При совершении ритуала омовения присутствовал ландграф из Тюрингии, однако на мессе он ограничился лишь тем, что держал чашу с водой и подавал полотенца, помогая Дитриху и епископу. Герлин надеялась, что пришедшие в церковь нищие не опасны. Флорис, который во всем видел угрозу для своего юного господина – хоть Роланда Орнемюнде поблизости не было, поскольку он отправился на турнир в Тюрингию, – охотно обыскал бы их, не исключая наличия припрятанного ножа или другого оружия. Однако он все же отказался от этой идеи, увидев, что это дряхлые старики. Герлин сожалела о том, что это были не молодые здоровые люди. Трое нищих были не только оборванными и изголодавшимися, но и явно больными.

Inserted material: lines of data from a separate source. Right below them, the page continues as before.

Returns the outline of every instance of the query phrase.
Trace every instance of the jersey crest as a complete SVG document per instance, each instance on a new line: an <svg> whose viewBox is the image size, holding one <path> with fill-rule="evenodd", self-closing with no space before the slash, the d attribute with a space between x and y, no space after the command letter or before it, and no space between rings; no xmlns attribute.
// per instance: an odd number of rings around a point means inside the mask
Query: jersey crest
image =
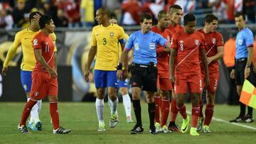
<svg viewBox="0 0 256 144"><path fill-rule="evenodd" d="M212 43L213 44L216 44L216 42L217 42L217 39L216 38L212 38Z"/></svg>
<svg viewBox="0 0 256 144"><path fill-rule="evenodd" d="M198 45L200 44L199 40L195 40L195 44L196 44L196 45Z"/></svg>

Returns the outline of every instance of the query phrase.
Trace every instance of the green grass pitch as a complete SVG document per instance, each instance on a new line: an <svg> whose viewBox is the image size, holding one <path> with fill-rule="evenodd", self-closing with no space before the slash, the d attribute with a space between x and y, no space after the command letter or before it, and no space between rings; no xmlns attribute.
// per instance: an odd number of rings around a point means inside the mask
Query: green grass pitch
<svg viewBox="0 0 256 144"><path fill-rule="evenodd" d="M191 111L191 104L186 104L187 111ZM105 104L105 122L106 131L97 132L97 119L95 103L61 102L58 104L60 123L65 128L72 129L68 135L53 135L50 123L49 106L43 102L40 118L43 122L42 131L31 131L29 134L21 134L17 129L25 103L0 103L0 143L255 143L256 124L240 123L233 125L225 121L234 118L239 112L239 106L216 105L214 117L210 124L210 133L200 132L200 136L191 136L189 133L161 133L149 135L147 104L142 103L142 122L144 133L130 135L129 131L134 123L126 123L124 106L119 104L119 122L114 128L108 126L110 108ZM132 111L135 121L134 112ZM189 115L190 116L190 115ZM169 118L168 123L169 121ZM178 114L177 124L181 125L181 117ZM245 126L247 126L245 128Z"/></svg>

Однако Дитрих не уставал милостиво внимать им и дарить им братские поцелуи. Он терпеливо ассистировал епископу при освящении елея, и Герлин закусила губу, когда при этом он начал кашлять. В церкви витал насыщенный запах елея, используемого для крещения и помазания, поэтому приступ кашля Дитриха мог быть вызван этим. Однако Герлин настояла на том, чтобы после мессы он принял горячую ванну, а затем напоила его горячим вином с пряностями. Пост еще не закончился, поэтому епископ велел подать скромный ужин и после пригласил гостей в церковь на молчаливую молитву. Герлин уже второй раз за этот день продрогла до мозга костей. Весна не спешила приходить в Бамберг. Было холодно и, прежде всего, очень сыро, дороги были все еще затоплены. Казалось, что сырость без помех проникала сквозь стены крепости и церкви – несколько жаровен, которые устанавливали в главном здании крепости и в церкви, не могли согреть рыцарей и верующих. Герлин оставила огонь в камине на весь день, хоть и чуть не задохнулась в дыме.

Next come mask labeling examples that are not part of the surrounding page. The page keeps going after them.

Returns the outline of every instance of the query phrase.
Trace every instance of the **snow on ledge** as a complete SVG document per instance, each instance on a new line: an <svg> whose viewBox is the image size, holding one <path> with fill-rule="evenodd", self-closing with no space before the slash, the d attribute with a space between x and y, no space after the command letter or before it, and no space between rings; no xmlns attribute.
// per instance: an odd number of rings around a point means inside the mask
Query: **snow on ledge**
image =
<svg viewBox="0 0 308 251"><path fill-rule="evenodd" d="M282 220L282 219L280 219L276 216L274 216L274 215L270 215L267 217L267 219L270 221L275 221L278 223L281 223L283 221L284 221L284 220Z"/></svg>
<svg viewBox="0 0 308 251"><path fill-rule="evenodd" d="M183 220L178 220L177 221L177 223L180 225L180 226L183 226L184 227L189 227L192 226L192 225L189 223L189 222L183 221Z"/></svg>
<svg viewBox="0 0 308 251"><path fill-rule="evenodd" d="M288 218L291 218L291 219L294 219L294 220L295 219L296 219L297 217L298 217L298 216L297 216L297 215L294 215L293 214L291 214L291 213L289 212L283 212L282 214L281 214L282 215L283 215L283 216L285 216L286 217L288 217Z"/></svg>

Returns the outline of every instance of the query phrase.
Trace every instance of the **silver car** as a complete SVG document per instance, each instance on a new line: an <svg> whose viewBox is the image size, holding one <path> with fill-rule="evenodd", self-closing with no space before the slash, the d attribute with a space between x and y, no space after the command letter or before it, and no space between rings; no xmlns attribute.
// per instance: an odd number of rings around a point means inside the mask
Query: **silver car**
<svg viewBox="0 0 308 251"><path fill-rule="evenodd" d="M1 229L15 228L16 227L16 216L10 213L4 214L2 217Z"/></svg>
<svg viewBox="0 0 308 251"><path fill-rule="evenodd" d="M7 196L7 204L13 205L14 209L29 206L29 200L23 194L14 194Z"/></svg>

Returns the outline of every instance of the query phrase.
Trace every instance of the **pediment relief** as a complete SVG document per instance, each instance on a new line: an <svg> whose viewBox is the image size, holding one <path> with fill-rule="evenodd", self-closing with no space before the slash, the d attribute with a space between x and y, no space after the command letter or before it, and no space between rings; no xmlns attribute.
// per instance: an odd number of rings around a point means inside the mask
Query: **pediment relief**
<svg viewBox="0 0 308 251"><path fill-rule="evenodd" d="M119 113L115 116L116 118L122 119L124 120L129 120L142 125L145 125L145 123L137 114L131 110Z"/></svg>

Церковные ритуалы в Страстную пятницу начались традиционно только вечером, к часу смерти Иисуса. Со всеми молитвами и чтениями, процессиями и поклонением кресту, наконец, торжественным захоронением и всеми связанными с этим воззваниями и песнопениями, богослужение затянулось до глубокой ночи. Герлин не понимала, зачем уже утром Дитриху следовало присутствовать на первом богослужении Крестного пути.

– Но ведь это производит хорошее впечатление на епископа! – смиренно сказал Флорис. Сам он пренебрег утренней молитвой в пользу хорошего завтрака и теперь, как и Герлин, в последнюю минуту собирался на богослужение. Оба надели самое теплое, что у них было, закутались в меха, а вот на Дитрихе снова было только облачение причетника. – И он говорит, что молитва греет его.

Герлин закатила глаза.

– Что-то я этого не замечаю, когда он холодный как льдина приходит в нашу постель! – вырвалось у нее, и она сразу же опустила голову, чтобы Флорис не заметил румянца, появившегося на ее щеках.

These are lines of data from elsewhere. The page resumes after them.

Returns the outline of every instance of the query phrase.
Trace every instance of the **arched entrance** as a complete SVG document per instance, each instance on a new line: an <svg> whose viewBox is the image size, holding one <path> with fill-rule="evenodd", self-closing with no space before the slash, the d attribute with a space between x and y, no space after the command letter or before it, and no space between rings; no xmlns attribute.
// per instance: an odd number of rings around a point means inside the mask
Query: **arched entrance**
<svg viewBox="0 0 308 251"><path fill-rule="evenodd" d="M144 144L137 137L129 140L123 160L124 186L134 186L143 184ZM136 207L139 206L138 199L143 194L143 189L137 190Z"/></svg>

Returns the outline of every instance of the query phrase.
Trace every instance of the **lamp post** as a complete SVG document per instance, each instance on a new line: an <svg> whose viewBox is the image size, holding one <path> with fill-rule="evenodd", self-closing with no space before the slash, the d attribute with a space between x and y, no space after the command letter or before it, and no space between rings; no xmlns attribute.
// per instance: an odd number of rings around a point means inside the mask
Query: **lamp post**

Хоть такие двусмысленные разговоры и были обычным делом при «дворах любви», однако при общении с Флорисом Герлин избегала каких-либо намеков на свою супружескую жизнь.

Флорис ничего на это не сказал, он также делал вид, что между этой молодой женщиной и его юным господином не существует каких-либо телесных отношений. Он учтиво предложил Герлин руку и повел ее в церковь, где мужчины и женщины сидели, конечно же, раздельно. Герлин стояла на коленях в левой стороне нефа и продрогла, слушая чтение Евангелий, проповеди и воззвания. Она шла с процессией по церкви и обеспокоенно наблюдала за тем, как ее супруг с гордостью нес крест, а потом растянулся в молитве на каменном полу. Наконец она поцеловала крест и почувствовала, что чуть не умирает с голоду. Она не собиралась поститься до Воскресения Христова, однако, разумеется, отказалась от мяса, белого хлеба и лакомств. Без зазрений совести она выпила кубок теплого вина, а Дитрих отказался даже от этого. Он был совсем истощен и сразу же упал в постель.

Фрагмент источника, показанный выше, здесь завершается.